Once, I thought about adding single files from different locations - but if each file has its own snapshots that’s not useful.

So what am I missing?

Thanks
Jeff

doscott · June 23, 2021, 10:02am

Personally I have 2 repo’s: local NAS and remote cloud.

Most people will run the backup from a script, so that line you don’t like to type over and over will be typed for you.

torfason · June 23, 2021, 10:48am

You could set the $RESTIC_REPOSITORY environment to <repo>. That way you could just type:

restic backup <folder>

This could be convenient if what you want to do is just an ad hoc restic backup ~ every now and then but run restic backup ~/src more frequently when working inside that directory, which would work fine (and files in both backup sets would be correctly deduplicated).

But @doscott is right, in most cases, you’d write a script around this whole thing and then you don’t have to type the parameters anyway.
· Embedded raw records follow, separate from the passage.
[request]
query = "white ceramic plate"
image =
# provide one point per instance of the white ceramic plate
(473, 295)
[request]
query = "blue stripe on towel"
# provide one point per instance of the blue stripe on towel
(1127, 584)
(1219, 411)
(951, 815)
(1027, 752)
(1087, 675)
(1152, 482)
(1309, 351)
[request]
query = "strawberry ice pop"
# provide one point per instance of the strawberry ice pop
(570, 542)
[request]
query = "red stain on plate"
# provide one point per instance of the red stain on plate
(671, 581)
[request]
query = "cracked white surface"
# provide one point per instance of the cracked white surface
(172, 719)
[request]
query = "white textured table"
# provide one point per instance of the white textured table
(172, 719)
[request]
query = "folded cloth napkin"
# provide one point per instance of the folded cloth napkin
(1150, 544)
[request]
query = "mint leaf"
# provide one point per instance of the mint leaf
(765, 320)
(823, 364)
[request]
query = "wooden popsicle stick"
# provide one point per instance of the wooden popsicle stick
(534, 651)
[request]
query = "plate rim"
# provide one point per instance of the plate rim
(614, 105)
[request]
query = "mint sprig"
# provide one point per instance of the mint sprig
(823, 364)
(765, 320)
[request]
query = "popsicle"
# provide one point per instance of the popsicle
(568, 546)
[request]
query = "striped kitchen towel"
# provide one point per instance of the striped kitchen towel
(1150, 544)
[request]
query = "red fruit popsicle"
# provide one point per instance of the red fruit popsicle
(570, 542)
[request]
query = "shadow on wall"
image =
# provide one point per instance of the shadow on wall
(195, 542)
rawtaz · June 23, 2021, 11:10am

You gave an example of a command with two parameters, so it’s unclear which parameter you are referring to in your question. I’m assuming you mean the <folder> parameter, since the use and need for the <repo> parameter (or it’s equivalents such as the environment variable RESTIC_REPOSITORY etc) is obvious.
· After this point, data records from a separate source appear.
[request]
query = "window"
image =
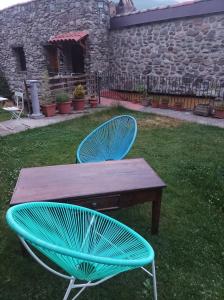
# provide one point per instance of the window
(20, 57)
(51, 54)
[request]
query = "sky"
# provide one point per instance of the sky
(140, 4)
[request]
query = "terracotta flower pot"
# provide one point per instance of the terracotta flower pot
(145, 102)
(49, 110)
(178, 106)
(93, 103)
(78, 104)
(155, 104)
(219, 113)
(65, 107)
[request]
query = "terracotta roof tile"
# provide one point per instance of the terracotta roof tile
(69, 36)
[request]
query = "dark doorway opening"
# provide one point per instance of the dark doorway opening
(77, 57)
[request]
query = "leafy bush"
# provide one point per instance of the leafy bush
(62, 97)
(79, 92)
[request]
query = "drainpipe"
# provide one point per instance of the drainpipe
(35, 100)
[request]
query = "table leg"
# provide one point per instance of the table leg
(156, 204)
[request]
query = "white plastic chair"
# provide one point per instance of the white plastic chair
(16, 110)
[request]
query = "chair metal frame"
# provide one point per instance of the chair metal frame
(99, 129)
(17, 110)
(72, 280)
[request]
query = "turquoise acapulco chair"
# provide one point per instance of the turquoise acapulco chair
(110, 141)
(89, 246)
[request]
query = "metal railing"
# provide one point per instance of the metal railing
(191, 91)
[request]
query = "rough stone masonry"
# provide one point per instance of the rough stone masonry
(178, 46)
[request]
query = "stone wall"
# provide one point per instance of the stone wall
(30, 25)
(184, 47)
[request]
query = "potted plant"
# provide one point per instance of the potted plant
(79, 100)
(219, 110)
(178, 105)
(48, 107)
(144, 97)
(93, 101)
(155, 102)
(164, 103)
(63, 103)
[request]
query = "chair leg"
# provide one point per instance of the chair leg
(79, 293)
(70, 286)
(153, 275)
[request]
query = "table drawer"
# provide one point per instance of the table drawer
(101, 203)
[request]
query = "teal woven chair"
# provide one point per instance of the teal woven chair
(110, 141)
(87, 245)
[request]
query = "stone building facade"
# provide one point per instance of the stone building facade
(191, 47)
(186, 40)
(27, 28)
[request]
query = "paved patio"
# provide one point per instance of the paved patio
(185, 116)
(15, 126)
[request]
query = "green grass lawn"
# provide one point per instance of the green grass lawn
(4, 116)
(190, 246)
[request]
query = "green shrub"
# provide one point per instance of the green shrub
(79, 92)
(62, 97)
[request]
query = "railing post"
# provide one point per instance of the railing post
(98, 84)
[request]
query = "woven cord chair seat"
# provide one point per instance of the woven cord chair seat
(110, 141)
(86, 244)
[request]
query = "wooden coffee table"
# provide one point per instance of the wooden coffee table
(101, 186)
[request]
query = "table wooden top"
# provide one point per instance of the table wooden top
(63, 182)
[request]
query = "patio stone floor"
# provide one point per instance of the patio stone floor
(180, 115)
(14, 126)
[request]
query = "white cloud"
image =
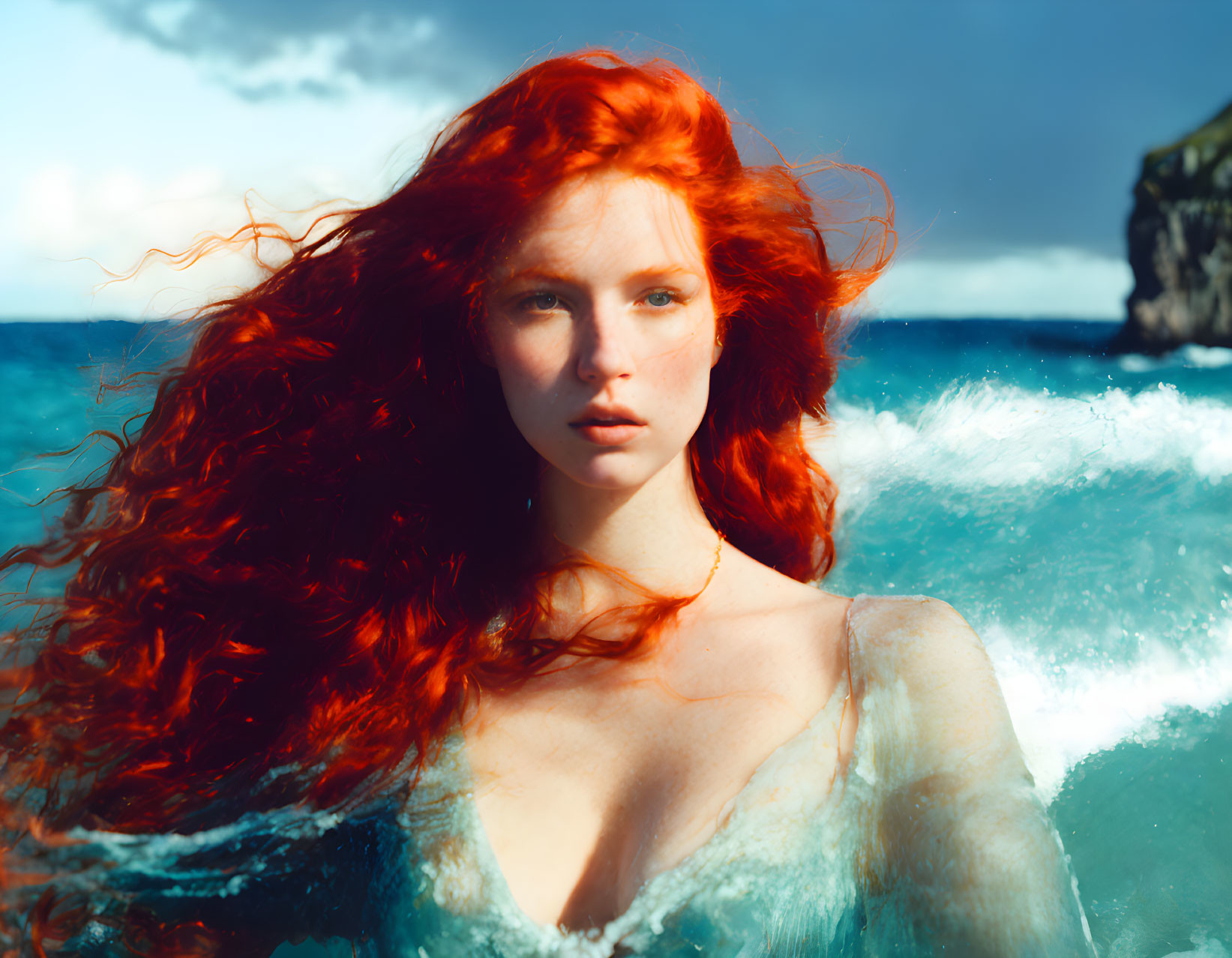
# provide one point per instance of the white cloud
(1055, 282)
(136, 149)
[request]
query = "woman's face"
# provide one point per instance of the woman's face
(600, 324)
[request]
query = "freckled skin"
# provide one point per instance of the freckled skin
(604, 298)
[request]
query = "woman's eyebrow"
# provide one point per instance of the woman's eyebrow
(651, 272)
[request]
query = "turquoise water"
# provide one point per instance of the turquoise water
(1077, 509)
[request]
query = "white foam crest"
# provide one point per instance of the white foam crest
(1065, 713)
(992, 435)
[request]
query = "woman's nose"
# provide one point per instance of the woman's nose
(604, 349)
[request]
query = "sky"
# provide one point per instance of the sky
(1009, 133)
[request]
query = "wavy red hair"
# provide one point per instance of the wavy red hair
(296, 564)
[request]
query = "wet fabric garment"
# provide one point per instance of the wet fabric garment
(796, 867)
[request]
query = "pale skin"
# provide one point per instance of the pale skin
(595, 778)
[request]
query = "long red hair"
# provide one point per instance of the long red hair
(297, 563)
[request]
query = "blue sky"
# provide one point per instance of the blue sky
(1011, 133)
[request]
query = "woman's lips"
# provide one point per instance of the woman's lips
(607, 433)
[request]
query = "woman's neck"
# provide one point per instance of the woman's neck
(655, 534)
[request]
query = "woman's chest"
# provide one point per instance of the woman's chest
(586, 795)
(781, 858)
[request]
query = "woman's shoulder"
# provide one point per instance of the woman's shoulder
(910, 628)
(918, 655)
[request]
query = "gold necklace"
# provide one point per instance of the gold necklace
(718, 555)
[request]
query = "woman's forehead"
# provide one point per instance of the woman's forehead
(609, 212)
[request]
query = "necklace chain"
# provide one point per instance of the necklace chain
(718, 555)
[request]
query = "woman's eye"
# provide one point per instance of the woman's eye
(542, 302)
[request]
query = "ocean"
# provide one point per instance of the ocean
(1076, 507)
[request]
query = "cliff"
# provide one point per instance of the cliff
(1180, 243)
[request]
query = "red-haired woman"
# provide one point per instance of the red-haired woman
(455, 597)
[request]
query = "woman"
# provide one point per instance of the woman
(454, 596)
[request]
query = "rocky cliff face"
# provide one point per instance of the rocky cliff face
(1180, 243)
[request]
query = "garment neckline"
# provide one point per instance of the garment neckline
(843, 690)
It’s simply a matter of different use cases. If you don’t feel a need for being able to back up separate folders into the same repo, that’s fine. But a lot of other people back up different paths into their repositories.

Restic is designed to match snapshots and paths when it backs up and forgets (unless you change this in your forget command), so this is simply the basic functionality that is present here.

When you back up using restic, it tries to find the latest snapshot that matches (were taken with the same paths) the paths you back up this time, in order to compare metadata and know which files it doesn’t have to scan again. I guess technically it could be changed to look up the latest snapshot when you don’t give it a path, and try to use the metadata in that, but there simply hasn’t been much of a use case for that. I mean, if you give it a path the first time, then why would it be a problem to give it the same path the next time(s) you run the backup? It’s simply a non-issue.

If you mean that you want to be able to run the backup without paths the first time, then the answer is simply “because not everyone wants to back up their entire system” and possibly “because most people don’t want to back up their entire system, but instead only the things that matter, e.g. their home directory or similar”.

gurkan · June 23, 2021, 11:28am

Btw, it shouldn’t be hard to write an alias/wrapper with something like shell or Python, which will trigger whatever command you’d like to shorten (even choosing the repo/target depending on which directory you’re in etc.).

In general, maybe a config file support would help people with simple needs. I wouldn’t support such decision, but understandable.

rawtaz · June 23, 2021, 11:53am

Indeed. Wrapping commands in a simple script, even if it’s just one line, is extremely common and more the norm than not when needed.

jeff · July 2, 2021, 5:33pm

Thanks for all your answers! Much appreciated.

The point, however, wasn’t how I might call restic in a simple way. I’m not afraid of scripting at all.

It’s just that I thought I didn’t understand the basic concept: how could it be useful to put different paths into a single repo. I mean, there’s a difference whether I backup “/home” entirely on the one hand or “/home/user1”, “/home/user2”, “/home/user3” seperately on the other hand. Or if there should be only one repo for “/home” and “/var” - or two.

If you say, this isn’t uncommon (as I read your answer @rawtaz ) then I’m fine with it. Of course

Thanks

rawtaz · July 3, 2021, 2:07am

There’s nothing wrong with using multiple different “sets” of paths in your repository. In your case it might help to not think of snapshots as the first citizen, but think of the path sets as being the first citizen, and snapshots just the points along a timeline for each of those path sets.

What is right or applicable for you depends on your use cases. Personally I back up two different computers to the same repository, so in my repo there are two different path sets.

As you know restic takes paths into account when you run the forget command to remove snapshots, such that the forget policy you specify applies individually to each group of paths/hosts/tags depending on your --group-by setting.

donisewell · July 3, 2021, 6:30am

Hopefully I understand you correctly so that this makes sense.

Personally, I try to stuff everything I can into a single repo. I figure the more I do that, the more I benefit from dedupe - assuming this is all on the same storage.